# Zapopan



## excelent3 (Dec 6, 2008)

I will be visiting a friend in Zapopan in late February for a couple of weeks, and am entertaining relocation for 9 months of the year. I would appreciate any feed back on quality of life there, nicer neighborhoods, experiences, recreation, events, etc. I realize it is close to Guadalajara, but would like to hear from anyone that has any type of commentary to learn more about the quality of life there....


----------



## Hound Dog (Jan 18, 2009)

excelent3 said:


> I will be visiting a friend in Zapopan in late February for a couple of weeks, and am entertaining relocation for 9 months of the year. I would appreciate any feed back on quality of life there, nicer neighborhoods, experiences, recreation, events, etc. I realize it is close to Guadalajara, but would like to hear from anyone that has any type of commentary to learn more about the quality of life there....

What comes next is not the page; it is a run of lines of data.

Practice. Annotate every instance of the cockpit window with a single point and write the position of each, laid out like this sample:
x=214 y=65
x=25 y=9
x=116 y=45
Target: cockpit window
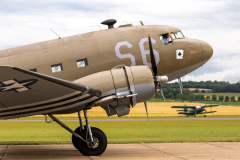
x=165 y=38
x=173 y=36
x=178 y=35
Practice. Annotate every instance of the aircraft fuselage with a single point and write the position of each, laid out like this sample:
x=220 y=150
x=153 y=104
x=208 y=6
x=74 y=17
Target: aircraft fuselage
x=92 y=52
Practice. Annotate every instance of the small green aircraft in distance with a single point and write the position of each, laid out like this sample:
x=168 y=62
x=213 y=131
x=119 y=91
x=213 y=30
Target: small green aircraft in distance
x=195 y=110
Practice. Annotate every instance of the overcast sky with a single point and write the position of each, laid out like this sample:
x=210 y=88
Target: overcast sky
x=216 y=22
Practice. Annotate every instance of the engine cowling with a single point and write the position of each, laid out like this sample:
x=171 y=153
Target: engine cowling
x=121 y=87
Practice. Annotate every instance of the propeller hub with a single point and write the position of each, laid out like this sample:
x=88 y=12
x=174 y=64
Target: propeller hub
x=161 y=79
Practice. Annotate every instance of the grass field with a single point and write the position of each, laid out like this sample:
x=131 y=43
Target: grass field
x=124 y=132
x=219 y=94
x=131 y=132
x=200 y=89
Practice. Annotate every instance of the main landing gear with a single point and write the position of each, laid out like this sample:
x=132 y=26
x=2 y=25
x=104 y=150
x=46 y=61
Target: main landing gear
x=90 y=141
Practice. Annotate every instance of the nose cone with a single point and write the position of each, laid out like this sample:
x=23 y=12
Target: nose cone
x=207 y=50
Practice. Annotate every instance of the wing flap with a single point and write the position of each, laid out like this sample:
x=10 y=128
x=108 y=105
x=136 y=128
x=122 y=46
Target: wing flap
x=184 y=107
x=26 y=93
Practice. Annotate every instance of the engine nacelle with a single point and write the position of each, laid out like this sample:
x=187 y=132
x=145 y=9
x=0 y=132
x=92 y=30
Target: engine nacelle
x=121 y=87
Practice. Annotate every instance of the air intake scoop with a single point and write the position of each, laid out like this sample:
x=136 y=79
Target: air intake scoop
x=109 y=22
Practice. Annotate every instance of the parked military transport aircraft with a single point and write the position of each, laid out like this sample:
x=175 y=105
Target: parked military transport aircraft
x=76 y=73
x=195 y=110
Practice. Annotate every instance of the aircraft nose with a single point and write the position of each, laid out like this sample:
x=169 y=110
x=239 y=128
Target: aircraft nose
x=207 y=50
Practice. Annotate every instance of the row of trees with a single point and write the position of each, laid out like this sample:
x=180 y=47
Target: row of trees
x=215 y=86
x=174 y=94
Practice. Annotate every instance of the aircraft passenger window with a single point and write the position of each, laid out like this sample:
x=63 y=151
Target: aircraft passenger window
x=164 y=37
x=56 y=67
x=173 y=36
x=33 y=70
x=82 y=62
x=178 y=35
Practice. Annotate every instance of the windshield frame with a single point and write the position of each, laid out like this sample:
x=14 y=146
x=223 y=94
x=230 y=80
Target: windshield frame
x=176 y=36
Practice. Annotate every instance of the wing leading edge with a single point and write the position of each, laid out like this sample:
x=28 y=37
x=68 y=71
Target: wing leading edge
x=25 y=93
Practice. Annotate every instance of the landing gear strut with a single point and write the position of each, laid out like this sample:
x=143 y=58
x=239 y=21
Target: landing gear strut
x=90 y=141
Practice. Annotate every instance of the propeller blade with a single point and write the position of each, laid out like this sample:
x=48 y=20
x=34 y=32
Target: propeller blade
x=145 y=103
x=180 y=85
x=153 y=62
x=161 y=92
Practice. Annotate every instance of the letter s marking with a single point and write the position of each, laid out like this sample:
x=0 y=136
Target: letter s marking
x=128 y=55
x=144 y=53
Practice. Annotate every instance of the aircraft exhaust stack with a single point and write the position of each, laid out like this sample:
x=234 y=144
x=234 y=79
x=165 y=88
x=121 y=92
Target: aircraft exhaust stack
x=109 y=22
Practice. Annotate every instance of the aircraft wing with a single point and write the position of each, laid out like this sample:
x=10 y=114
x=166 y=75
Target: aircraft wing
x=211 y=105
x=25 y=93
x=185 y=113
x=210 y=112
x=184 y=107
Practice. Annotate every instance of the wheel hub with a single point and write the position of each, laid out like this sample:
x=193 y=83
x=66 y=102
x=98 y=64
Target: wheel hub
x=93 y=144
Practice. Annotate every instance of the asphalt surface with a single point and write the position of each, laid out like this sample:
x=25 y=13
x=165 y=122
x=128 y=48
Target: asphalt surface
x=169 y=119
x=145 y=151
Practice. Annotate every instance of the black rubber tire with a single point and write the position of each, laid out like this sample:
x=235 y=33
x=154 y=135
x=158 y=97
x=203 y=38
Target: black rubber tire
x=75 y=139
x=87 y=151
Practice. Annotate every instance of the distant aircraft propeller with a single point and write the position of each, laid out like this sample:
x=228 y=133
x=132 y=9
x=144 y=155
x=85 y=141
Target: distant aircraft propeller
x=145 y=103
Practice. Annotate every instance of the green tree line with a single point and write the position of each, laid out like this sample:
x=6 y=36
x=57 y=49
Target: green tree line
x=174 y=94
x=215 y=86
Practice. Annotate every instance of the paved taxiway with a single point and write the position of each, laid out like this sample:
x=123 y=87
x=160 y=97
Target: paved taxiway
x=167 y=119
x=151 y=151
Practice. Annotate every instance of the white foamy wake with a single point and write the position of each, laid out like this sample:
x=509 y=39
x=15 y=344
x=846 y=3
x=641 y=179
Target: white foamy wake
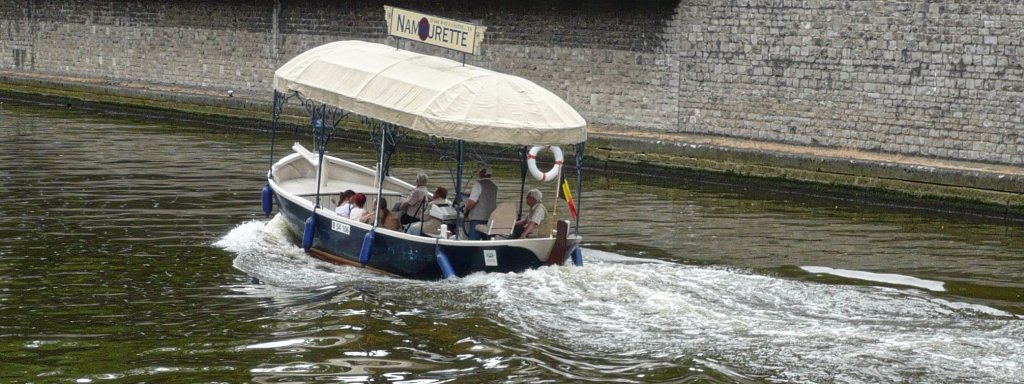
x=898 y=280
x=786 y=330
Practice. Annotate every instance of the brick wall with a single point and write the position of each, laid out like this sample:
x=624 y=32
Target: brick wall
x=941 y=79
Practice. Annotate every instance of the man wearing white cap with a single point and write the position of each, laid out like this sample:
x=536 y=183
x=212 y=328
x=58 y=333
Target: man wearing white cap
x=530 y=223
x=482 y=200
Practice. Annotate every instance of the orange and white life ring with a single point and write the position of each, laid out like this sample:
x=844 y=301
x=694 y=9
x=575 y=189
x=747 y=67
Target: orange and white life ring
x=555 y=170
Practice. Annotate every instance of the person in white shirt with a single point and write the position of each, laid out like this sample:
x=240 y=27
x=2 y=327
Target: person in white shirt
x=345 y=204
x=482 y=200
x=413 y=208
x=530 y=223
x=358 y=201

Zapopan is not only near Guadalajara it is an integral part of the city today, A city where some of the metro area´s premier neighborhoods are located. Many of the finest neighborhoods mentioned as being in Guadalajara proper are actuallly within Zapopan´s city limits. You needn´t worry about things to do. Simply go there and information on the best restaurants, cultural events and entertainment will be readily available to you.

Must see in Zapopan:

The Virgin of Zapopan Cathedral and adjacent Huichol Museum. This is all located in an attractive plaza and commercial area. 

The Zapopan Mercado del Mar which is the primary seafood wholesale market serving the entire surrounding area. The fishmongers there are a colorful lot and the market is chock-a-block with seafood eateries the entire length of the central fishmonger stall area. Trucks from the coast unload the bounty of the sea and most seafood you buy in inland Jalisco has been here first. 

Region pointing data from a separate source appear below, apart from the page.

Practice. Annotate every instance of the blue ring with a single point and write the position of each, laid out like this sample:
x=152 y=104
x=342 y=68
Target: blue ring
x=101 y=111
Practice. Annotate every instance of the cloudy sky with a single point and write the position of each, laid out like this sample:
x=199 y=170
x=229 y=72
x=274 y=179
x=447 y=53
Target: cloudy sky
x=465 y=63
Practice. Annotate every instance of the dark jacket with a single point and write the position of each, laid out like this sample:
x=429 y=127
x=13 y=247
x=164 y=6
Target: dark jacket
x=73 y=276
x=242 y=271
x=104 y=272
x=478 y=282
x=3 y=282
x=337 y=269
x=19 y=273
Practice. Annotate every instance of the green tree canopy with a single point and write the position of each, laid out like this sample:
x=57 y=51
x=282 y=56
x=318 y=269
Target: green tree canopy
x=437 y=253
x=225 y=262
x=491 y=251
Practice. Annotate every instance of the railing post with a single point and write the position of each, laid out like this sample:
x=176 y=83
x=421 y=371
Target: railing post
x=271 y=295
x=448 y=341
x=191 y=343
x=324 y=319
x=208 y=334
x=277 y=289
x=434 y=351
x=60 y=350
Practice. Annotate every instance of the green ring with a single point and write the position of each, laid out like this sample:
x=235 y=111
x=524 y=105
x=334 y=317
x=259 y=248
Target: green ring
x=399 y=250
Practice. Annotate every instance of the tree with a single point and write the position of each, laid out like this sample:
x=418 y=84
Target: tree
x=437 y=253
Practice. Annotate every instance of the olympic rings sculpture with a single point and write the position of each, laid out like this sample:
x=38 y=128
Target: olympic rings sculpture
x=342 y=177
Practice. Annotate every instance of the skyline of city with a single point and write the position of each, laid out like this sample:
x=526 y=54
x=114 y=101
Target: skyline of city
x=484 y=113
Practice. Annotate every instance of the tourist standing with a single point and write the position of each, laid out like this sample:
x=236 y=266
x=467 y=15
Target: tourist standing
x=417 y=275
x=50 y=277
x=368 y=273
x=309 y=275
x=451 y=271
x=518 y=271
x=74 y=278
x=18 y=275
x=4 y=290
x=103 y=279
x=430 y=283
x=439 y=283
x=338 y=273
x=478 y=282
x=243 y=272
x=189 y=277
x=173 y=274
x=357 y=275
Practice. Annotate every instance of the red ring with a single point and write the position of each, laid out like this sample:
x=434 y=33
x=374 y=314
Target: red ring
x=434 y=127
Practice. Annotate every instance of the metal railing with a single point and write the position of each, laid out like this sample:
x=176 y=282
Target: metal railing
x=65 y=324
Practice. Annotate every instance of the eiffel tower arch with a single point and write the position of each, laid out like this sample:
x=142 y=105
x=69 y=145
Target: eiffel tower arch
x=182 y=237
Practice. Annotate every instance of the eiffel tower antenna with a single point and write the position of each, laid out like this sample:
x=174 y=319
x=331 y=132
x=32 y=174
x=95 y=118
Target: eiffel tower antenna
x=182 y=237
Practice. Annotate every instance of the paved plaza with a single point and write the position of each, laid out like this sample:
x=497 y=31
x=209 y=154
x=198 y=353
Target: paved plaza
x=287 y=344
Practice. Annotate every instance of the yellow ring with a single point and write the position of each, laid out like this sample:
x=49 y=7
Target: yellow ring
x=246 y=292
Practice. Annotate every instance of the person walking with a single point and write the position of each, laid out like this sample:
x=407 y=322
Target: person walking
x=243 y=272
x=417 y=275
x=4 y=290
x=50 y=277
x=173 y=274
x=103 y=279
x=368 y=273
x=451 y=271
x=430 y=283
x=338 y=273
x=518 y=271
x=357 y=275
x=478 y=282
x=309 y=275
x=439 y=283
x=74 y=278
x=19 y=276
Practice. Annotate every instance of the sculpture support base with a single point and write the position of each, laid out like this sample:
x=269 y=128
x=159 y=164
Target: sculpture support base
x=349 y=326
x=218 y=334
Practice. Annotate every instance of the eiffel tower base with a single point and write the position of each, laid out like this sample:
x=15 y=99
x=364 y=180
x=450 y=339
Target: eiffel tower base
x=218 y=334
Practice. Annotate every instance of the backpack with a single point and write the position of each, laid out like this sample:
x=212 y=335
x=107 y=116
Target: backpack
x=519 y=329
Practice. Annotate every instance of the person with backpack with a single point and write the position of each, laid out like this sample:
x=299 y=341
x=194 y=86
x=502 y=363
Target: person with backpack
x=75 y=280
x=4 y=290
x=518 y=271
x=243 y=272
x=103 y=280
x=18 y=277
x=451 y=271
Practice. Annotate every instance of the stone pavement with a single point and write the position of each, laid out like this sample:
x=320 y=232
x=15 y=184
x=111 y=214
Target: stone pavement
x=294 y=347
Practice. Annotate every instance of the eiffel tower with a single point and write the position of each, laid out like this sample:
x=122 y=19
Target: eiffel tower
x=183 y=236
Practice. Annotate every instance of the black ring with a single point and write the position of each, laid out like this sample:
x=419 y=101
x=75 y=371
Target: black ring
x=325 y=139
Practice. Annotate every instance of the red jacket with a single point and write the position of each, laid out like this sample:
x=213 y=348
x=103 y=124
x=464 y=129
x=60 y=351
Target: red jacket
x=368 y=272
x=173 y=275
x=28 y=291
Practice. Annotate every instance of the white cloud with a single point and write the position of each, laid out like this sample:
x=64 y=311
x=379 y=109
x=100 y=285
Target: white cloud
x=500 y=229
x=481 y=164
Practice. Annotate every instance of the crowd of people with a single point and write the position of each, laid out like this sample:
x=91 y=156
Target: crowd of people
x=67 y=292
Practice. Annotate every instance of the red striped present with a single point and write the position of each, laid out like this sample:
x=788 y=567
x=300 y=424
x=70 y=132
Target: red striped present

I believe the huge Galeria Shopping Center which appears to be in West Guadalajara is actually in Zapopan.

You should really enjoy this great town.

These are just just two of many places to visit in that enticing metro area. When I mentioned on another thread neighborhoods I would like to live in in Guadalajara, the places I mentioned are actually in or partially in Zapopan.


----------



## excelent3 (Dec 6, 2008)

*Lap pools?*

Sounds grande....I love open air markets, and especially sea food. The pics of seen of the area on the web are primarily the tourist spots like you mentioned. It seems to be a very modern city also, nice blend of the old and the new....***Ideally, I am really hoping to find an indoor or outdoor swimming lap pool or aquatic center where I can swim laps 3-4 times per week....would be great if anyone knew of such a facility at a college, university or private.






Hound Dog said:


> Zapopan is not only near Guadalajara it is an integral part of the city today, A city where some of the metro area´s premier neighborhoods are located. Many of the finest neighborhoods mentioned as being in Guadalajara proper are actuallly within Zapopan´s city limits. You needn´t worry about things to do. Simply go there and information on the best restaurants, cultural events and entertainment will be readily available to you.
> 
> Must see in Zapopan:
> 
> ...


----------